AI Realism Over AI Hype
More and more I hear that the doomsday theories around AI are, in reality, a game played by CEOs of major AI companies — designed to secure capital investment and justify the enormous valuations of their stocks.
At the same time, discontent is spreading globally, particularly among younger generations. Just recently, a real estate mogul was booed at during a Florida university commencement speech after mentioning AI. In April, a Gallup survey showed that only 18% of Americans aged 18–29 feel “hopeful” about AI. And according to marketing and AI guru Scott Galloway, two of the fastest deteriorating “brands” in 2026 are “AI” and the “USA nation”.
So where does this leave the hotel industry?
Hard to say — but to me, one keyword going forward is AI realism.

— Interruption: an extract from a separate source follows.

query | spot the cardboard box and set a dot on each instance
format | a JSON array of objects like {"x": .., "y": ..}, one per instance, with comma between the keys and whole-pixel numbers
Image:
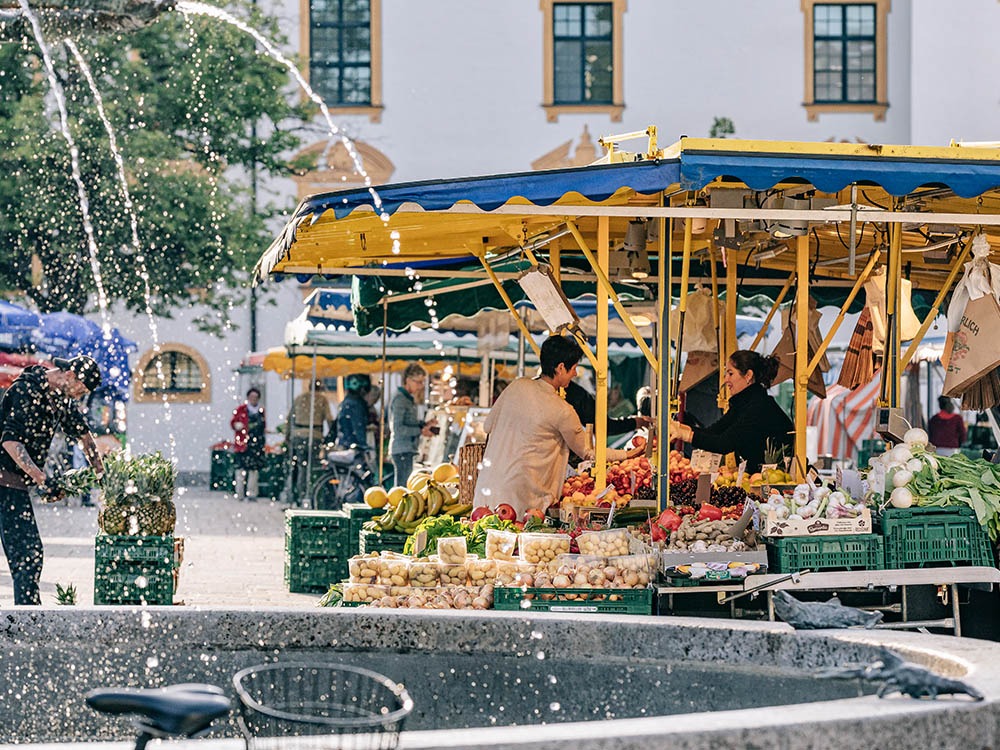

AI undoubtedly brings tremendous opportunities, and as an outsourced revenue management company for hotels, we will continue to stay at the forefront of technological adaptation. But we must clearly separate distracting hype from meaningful implementation, and always focus on real, measurable ROI.
Revenue Management Pricing Systems have been part of the hotel industry for around 15 years at scale, with many more solutions emerging over the past 5–10 years. And despite the recent AI hype cycle, many of these systems — while valuable and often highly effective — have not fundamentally changed in the last three years. Most remain algorithm-based tools.
That said, many solutions obviously do deliver clear ROI, and when combined with strong strategic execution, hotel performance definitely improves significantly.
The industry should absolutely continue to embrace technology — whether in guest experience, operational efficiency, or commercial performance. But we should not invest in AI for the sake of AI.
One principle in business remains unchanged: smart investments with clear ROI will always win. At berner+becker, we will continue to do what we do best: driving performance through strategic expertise and AI realism.